How often do you do the post-prandial sugar test?
A FB friend inspires this article. She asked, How often do I check my two-hour after-meal blood sugar? Does it have to be every day?
It’s a good question. The answer depends on the situation. If I have diabetes or prediabetic, I will do it at least once a day, two hours after the heaviest meal.
The other way will be to do it at least once when eating a typical meal with a random sequence of carbohydrates, protein, and vegetables.
The second will be to eat using the vegetable, protein, and carb sequence. The fat can be with vegetables or with protein.
The third will be using the veggie, protein, and carb sequence and walking for 15-20 minutes immediately after the meal.
Once you have a “feel” of your two-hour blood sugar level, you may not have to do it every day. But remember, the test strips are only good for three months, so use them, or else they will expire.
The glucometer I got is by Care Touch from Amazon, and I set the lancet setting on two, and I don’t feel the prick. The amount of blood needed is tiny.

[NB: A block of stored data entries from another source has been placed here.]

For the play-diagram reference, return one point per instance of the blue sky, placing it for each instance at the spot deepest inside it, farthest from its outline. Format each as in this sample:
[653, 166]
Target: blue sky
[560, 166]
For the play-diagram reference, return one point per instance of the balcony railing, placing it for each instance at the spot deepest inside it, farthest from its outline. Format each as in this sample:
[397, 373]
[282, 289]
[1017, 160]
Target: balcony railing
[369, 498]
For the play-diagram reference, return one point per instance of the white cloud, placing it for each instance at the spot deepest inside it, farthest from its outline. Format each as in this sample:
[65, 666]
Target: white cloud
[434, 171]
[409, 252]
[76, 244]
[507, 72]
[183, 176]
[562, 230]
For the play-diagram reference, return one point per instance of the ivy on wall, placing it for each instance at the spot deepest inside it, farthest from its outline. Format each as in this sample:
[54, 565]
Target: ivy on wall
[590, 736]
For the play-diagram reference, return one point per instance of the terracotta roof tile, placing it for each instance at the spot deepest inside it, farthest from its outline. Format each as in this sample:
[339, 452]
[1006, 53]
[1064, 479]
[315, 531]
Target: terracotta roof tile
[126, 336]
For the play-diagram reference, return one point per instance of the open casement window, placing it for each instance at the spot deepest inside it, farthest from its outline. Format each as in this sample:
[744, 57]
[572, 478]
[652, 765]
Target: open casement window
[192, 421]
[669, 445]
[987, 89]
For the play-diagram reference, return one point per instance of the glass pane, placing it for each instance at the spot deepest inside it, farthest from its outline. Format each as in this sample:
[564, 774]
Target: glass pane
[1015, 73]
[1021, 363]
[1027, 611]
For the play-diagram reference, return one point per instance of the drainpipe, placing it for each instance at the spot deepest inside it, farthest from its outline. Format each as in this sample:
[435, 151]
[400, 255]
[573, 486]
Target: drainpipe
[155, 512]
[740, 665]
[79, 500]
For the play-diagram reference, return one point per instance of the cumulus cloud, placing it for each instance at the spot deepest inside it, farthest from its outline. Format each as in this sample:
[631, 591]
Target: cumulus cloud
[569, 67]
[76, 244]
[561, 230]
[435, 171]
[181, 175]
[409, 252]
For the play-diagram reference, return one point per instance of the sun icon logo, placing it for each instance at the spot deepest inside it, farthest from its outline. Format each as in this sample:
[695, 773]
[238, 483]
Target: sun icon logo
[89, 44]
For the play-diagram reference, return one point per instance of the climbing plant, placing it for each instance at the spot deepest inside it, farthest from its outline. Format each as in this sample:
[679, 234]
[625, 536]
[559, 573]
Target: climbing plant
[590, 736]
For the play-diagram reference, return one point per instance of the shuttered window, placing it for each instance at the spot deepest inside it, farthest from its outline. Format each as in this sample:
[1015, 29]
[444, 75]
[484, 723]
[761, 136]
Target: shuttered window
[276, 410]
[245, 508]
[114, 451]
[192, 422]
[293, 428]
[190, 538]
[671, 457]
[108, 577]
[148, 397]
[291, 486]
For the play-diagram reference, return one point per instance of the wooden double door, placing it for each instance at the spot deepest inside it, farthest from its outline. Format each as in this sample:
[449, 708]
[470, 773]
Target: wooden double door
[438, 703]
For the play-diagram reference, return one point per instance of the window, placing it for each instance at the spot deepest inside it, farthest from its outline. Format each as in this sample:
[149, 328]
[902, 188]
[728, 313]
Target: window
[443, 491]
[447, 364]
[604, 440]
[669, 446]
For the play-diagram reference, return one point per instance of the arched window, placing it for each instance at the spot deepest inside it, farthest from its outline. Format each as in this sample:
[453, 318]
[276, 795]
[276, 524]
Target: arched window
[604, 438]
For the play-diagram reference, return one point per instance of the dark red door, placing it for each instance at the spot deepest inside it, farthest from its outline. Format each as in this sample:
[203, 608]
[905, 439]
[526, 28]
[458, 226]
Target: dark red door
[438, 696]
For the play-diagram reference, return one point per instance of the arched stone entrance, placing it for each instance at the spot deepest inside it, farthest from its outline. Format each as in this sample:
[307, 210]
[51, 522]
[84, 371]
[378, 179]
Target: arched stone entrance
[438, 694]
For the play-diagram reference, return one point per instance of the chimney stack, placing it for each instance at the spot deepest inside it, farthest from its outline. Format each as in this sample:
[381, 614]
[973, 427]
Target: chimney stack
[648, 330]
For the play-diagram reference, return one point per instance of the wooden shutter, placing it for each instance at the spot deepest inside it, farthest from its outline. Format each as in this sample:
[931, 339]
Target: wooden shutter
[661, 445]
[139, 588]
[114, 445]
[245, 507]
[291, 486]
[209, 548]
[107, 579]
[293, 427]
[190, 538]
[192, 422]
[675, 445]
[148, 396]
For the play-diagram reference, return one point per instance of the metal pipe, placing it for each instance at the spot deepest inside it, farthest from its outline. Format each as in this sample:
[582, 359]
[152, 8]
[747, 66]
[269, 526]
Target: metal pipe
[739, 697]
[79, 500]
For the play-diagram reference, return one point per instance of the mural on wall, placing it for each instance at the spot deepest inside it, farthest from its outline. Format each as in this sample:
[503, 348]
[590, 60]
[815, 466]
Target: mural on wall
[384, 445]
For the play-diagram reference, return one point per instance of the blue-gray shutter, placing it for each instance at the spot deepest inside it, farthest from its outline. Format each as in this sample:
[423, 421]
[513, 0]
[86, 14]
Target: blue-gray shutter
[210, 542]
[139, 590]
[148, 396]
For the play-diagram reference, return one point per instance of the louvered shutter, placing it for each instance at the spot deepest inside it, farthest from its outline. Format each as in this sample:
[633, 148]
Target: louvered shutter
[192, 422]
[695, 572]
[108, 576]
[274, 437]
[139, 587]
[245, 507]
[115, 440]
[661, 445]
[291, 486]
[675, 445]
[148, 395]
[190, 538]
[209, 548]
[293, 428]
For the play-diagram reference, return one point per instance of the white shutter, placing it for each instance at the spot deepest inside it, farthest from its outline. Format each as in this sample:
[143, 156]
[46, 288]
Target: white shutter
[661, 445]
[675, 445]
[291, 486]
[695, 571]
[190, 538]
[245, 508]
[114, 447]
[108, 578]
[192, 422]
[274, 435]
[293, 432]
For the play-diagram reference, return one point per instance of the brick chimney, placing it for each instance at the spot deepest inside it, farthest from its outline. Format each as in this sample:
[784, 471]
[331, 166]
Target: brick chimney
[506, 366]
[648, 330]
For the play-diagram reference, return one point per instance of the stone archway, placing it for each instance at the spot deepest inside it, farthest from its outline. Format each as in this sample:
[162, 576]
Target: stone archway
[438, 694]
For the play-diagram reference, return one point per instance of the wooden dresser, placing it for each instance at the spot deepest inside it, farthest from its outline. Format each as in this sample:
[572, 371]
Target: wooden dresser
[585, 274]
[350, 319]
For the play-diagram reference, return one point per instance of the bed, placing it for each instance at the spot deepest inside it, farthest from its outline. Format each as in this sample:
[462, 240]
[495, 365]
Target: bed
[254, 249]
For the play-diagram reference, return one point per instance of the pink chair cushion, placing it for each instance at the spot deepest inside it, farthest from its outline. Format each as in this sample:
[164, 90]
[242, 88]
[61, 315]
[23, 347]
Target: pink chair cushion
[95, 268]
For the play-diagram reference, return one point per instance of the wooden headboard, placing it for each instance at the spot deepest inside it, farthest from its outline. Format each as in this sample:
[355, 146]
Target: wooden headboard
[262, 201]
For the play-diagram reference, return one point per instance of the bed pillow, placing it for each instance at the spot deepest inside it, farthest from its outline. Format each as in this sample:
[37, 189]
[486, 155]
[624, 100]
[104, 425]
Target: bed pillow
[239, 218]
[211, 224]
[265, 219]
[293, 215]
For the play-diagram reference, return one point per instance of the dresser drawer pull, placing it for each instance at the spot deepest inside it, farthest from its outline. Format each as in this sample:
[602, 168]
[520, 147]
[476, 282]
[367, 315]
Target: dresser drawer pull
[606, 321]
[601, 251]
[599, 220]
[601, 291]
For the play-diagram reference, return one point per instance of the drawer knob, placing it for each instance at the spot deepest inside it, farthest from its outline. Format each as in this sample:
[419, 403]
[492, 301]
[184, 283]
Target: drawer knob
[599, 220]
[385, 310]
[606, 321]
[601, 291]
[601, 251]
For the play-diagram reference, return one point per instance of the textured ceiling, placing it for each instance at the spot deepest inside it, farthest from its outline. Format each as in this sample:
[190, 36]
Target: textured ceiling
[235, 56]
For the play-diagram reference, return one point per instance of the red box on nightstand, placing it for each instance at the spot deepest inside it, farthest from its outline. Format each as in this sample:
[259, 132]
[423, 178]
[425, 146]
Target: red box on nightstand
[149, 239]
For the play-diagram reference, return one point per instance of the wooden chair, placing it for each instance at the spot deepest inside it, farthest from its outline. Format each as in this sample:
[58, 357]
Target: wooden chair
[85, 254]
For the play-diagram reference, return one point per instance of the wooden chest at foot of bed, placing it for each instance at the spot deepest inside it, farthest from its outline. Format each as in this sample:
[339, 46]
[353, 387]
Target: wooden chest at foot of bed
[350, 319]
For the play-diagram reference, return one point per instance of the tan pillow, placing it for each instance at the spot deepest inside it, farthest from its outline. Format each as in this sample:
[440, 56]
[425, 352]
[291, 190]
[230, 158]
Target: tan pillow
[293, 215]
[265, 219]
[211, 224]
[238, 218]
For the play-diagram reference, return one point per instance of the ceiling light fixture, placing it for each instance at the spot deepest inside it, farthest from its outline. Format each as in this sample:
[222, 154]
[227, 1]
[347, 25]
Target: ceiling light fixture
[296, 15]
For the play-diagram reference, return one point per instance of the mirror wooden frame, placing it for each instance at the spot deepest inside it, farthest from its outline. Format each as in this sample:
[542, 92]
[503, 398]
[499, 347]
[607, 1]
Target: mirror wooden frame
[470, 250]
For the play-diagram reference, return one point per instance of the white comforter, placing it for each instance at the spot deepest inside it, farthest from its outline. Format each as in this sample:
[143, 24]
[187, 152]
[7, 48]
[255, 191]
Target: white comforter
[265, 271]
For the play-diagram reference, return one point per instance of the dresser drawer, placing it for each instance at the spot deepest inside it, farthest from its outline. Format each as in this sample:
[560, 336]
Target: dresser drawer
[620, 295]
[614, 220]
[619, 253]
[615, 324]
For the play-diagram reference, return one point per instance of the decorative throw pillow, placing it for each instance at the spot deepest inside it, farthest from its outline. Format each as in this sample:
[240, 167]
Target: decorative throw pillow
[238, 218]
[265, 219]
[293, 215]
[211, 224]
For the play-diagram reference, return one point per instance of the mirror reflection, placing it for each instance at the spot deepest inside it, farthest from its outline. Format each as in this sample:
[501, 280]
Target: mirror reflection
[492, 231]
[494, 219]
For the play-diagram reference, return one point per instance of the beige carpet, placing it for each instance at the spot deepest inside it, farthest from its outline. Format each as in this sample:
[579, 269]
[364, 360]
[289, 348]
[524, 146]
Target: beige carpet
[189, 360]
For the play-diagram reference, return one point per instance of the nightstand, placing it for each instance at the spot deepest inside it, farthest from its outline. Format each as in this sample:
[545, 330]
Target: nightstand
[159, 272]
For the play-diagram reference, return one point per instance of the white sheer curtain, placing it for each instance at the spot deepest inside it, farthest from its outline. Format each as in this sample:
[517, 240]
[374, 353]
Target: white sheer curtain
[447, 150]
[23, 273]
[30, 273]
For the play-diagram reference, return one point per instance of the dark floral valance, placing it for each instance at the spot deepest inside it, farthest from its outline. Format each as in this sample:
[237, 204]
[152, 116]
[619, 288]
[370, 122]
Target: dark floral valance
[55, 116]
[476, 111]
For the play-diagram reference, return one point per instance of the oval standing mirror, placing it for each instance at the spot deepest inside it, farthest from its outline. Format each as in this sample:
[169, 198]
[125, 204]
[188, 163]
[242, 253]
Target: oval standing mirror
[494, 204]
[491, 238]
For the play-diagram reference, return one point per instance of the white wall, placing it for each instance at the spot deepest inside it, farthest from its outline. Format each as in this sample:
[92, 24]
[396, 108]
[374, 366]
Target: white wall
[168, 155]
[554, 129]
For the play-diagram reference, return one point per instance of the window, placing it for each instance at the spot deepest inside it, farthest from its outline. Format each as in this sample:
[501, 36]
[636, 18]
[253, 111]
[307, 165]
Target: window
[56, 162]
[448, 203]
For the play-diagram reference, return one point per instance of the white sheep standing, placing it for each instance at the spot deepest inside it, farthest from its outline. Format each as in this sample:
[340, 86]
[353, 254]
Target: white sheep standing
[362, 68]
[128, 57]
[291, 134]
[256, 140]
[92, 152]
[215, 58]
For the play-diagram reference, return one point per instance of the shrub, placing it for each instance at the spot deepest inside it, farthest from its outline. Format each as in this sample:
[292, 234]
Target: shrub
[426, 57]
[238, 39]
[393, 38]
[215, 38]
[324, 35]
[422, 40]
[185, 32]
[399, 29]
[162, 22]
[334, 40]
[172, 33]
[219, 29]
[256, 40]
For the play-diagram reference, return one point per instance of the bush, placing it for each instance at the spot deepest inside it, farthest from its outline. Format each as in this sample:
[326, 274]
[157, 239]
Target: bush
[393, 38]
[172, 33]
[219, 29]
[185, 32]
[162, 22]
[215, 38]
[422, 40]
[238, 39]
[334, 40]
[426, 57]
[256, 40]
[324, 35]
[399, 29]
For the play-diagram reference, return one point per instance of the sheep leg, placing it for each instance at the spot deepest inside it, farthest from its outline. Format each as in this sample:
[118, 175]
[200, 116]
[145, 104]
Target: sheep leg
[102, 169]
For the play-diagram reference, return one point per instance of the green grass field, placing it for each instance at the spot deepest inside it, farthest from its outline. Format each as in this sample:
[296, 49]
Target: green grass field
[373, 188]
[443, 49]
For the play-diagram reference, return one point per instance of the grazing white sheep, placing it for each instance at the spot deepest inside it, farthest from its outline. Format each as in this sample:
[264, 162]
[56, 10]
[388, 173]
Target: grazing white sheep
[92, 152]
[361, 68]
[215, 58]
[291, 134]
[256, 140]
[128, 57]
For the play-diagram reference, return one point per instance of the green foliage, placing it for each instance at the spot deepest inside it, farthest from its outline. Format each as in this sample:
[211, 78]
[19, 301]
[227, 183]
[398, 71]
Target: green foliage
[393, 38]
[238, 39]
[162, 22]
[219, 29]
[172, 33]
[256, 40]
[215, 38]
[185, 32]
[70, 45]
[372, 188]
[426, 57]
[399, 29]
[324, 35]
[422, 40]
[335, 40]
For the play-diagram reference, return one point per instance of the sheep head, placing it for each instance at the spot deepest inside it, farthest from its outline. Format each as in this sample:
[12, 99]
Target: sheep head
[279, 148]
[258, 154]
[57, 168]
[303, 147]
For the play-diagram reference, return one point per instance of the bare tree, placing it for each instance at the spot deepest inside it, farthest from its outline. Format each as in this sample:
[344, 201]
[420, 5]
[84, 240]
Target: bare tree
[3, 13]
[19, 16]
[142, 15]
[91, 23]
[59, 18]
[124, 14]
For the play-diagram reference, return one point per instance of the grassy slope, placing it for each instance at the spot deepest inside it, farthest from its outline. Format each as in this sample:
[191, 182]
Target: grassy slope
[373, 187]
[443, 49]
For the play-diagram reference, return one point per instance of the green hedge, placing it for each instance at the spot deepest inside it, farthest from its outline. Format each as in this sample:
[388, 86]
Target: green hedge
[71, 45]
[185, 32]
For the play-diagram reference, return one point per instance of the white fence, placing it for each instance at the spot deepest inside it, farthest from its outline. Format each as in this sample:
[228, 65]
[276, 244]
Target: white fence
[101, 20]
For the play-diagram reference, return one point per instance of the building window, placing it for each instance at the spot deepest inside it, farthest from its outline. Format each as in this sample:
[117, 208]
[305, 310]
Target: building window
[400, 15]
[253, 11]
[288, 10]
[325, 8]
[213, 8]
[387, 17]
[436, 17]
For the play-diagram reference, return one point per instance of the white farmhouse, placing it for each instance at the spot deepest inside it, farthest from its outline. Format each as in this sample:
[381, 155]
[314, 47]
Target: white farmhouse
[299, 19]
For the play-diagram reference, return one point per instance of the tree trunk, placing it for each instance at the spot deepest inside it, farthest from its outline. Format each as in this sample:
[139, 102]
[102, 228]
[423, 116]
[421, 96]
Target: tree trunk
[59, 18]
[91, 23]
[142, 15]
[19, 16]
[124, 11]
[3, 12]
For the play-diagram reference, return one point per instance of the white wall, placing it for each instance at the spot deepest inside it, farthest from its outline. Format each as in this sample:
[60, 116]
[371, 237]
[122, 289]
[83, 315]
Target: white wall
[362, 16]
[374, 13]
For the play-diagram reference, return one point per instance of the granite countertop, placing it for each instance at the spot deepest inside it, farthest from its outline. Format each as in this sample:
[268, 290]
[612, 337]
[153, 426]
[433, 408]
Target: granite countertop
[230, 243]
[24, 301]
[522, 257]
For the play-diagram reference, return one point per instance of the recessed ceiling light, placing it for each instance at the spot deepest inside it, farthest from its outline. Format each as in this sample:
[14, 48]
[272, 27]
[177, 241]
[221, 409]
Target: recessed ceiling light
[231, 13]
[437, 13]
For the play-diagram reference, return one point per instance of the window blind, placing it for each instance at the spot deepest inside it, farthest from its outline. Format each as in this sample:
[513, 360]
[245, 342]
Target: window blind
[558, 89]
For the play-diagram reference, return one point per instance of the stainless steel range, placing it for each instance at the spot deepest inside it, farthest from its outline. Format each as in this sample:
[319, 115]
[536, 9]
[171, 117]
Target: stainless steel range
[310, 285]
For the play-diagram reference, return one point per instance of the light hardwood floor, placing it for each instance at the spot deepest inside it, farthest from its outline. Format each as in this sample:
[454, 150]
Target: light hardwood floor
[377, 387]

What if the blood sugar exceeds 140 mg/dl (7.7 mmol/L)?
If you are on diabetes medications, measure it again after two other meals and talk to your doctor about the results. They may want to make adjustments in the medication doses.
You can also cut down on carbs or desserts. Remember the amount of carbs you ate so you know how much to cut down. If you had two cups of noodles, make it one next time.
If you only had one cup of rice, cut it down to one-half. Make up for the lost volume by eating more vegetables. Try steamed broccoli, celery, or any veggies.
Avoid soda or fruit juices. Make a habit of looking at the amount of sugar in processed foods and drinks. You will be surprised by what you see.
Avoid snacking in between meals. Those cookies and soda affect post-prandial blood glucose.
If you did not walk after the meal, try it. It may work for you.
A bonus benefit of normal post-prandial blood sugar
High blood sugar makes insulin go up too. Insulin stores the food in the liver, muscles, and fat.
Since I have been doing the veggies, protein, and carb sequence, I have noticed a slight decrease in my weight (1-2 lbs), and I feel different in the sense that I feel lighter.